JAKARTA – Kuliner khas daerah kembali mendapat sorotan nasional. Ketua Umum IKKP sekaligus Anggota DPR RI Fraksi Golkar, Firman Soebagyo menyatakan dukungan penuh terhadap upaya pelestarian dan promosi makanan tradisional
Khususnya nasi gandul asal Pati, Jawa Tengah, yang kini hadir di kawasan elit Senopati, Jakarta.
Firman menegaskan, kehadiran restoran Nasi Gandul Harmonis bukan sekadar membuka peluang bisnis kuliner
Melainkan menjadi bagian dari kampanye budaya yang membawa identitas daerah ke panggung nasional, bahkan internasional.
Menurutnya, nasi gandul memiliki nilai historis panjang yang tidak bisa dilepaskan dari perjalanan budaya masyarakat Pati.
Ia menyebut kuliner tersebut telah dikenal sejak ratusan tahun lalu, dan terus bertahan sebagai warisan tradisi yang diwariskan lintas generasi.
“Ini bukan hanya soal makanan, tetapi juga sejarah dan tradisi masyarakat Pati yang harus terus dilestarikan,” ujar Firman saat menghadiri peresmian restoran Nasi Gandul Harmonis di kawasan Senopati, Jakarta, Rabu (22/4/2026).
Firman juga memberikan apresiasi tinggi kepada pengusaha lokal asal Pati, Wardoyo yang dinilai berani mengambil langkah besar membuka restoran dengan konsep modern dan investasi besar di lokasi premium ibu kota.
Menurut Firman, langkah tersebut menunjukkan keseriusan dalam mengangkat potensi kuliner daerah
Agar mampu bersaing dengan tren makanan modern yang berkembang pesat di perkotaan.“keberanian membuka usaha di lokasi strategis dengan investasi besar ini patut diapresiasi.
Ini menjadi bagian dari upaya menjadikan kuliner Pati sebagai destinasi utama,” kata Firman kepada wartawan
Tidak hanya nasi gandul, Firman juga menyinggung kuliner khas Pati lainnya seperti mangut kepala ikan, yang menurutnya memiliki potensi besar untuk ikut dipromosikan ke pasar nasional.
Dia berharap pembukaan restoran tersebut menjadi pintu awal, agar kuliner Pati dapat naik kelas dan menembus pasar global.
Anggota DPR RI Fraksi Golkar bahkan menyinggung banyaknya restoran Indonesia di luar negeri yang sudah berkembang, namun belum banyak yang mengangkat nasi gandul sebagai menu utama.

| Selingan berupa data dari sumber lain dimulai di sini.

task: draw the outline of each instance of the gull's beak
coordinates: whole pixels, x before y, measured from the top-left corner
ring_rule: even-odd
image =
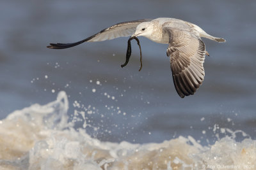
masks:
[[[134,38],[134,37],[137,37],[139,34],[140,34],[140,33],[139,34],[136,34],[136,32],[134,34],[133,34],[130,38]]]

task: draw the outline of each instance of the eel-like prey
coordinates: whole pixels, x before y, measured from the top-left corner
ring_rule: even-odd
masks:
[[[132,53],[132,48],[131,46],[131,41],[133,39],[135,39],[137,41],[137,43],[138,45],[140,47],[140,69],[139,71],[140,71],[142,69],[142,54],[141,54],[141,48],[140,46],[140,41],[139,39],[138,39],[138,38],[136,38],[136,36],[134,37],[131,37],[128,39],[128,46],[127,46],[127,50],[126,52],[126,60],[124,64],[121,65],[122,67],[124,67],[124,66],[125,66],[126,65],[127,65],[128,62],[129,62],[129,60],[130,59],[130,57]]]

“Kita berharap ke depan nasi gandul bisa dikenal secara internasional, bahkan hadir di berbagai negara,” tambahnya.
Dalam pelestarian kuliner tradisional harus melibatkan banyak pihak, mulai dari pemerintah, pelaku usaha, hingga komunitas budaya, agar warisan lokal tetap hidup dan tidak tergerus perkembangan zaman.
Dengan adanya inisiatif seperti ini, Firman optimistis nasi gandul dapat menjadi salah satu ikon kuliner Indonesia yang mampu memperkuat identitas bangsa di mata dunia terkait Dukungan terhadap nasi gandul
Hal ini datang dari tokoh nasional seperti Komjen Pol. Agus Andrianto hari ini turut memberikan pandangannya mengenai nasi gandul sebagai makanan yang tidak hanya lezat, namun sarat nilai kebersamaan sosial.
Menurut Agus, nasi gandul mencerminkan kehidupan masyarakat Jawa yang sederhana, guyub, serta penuh kebersamaan.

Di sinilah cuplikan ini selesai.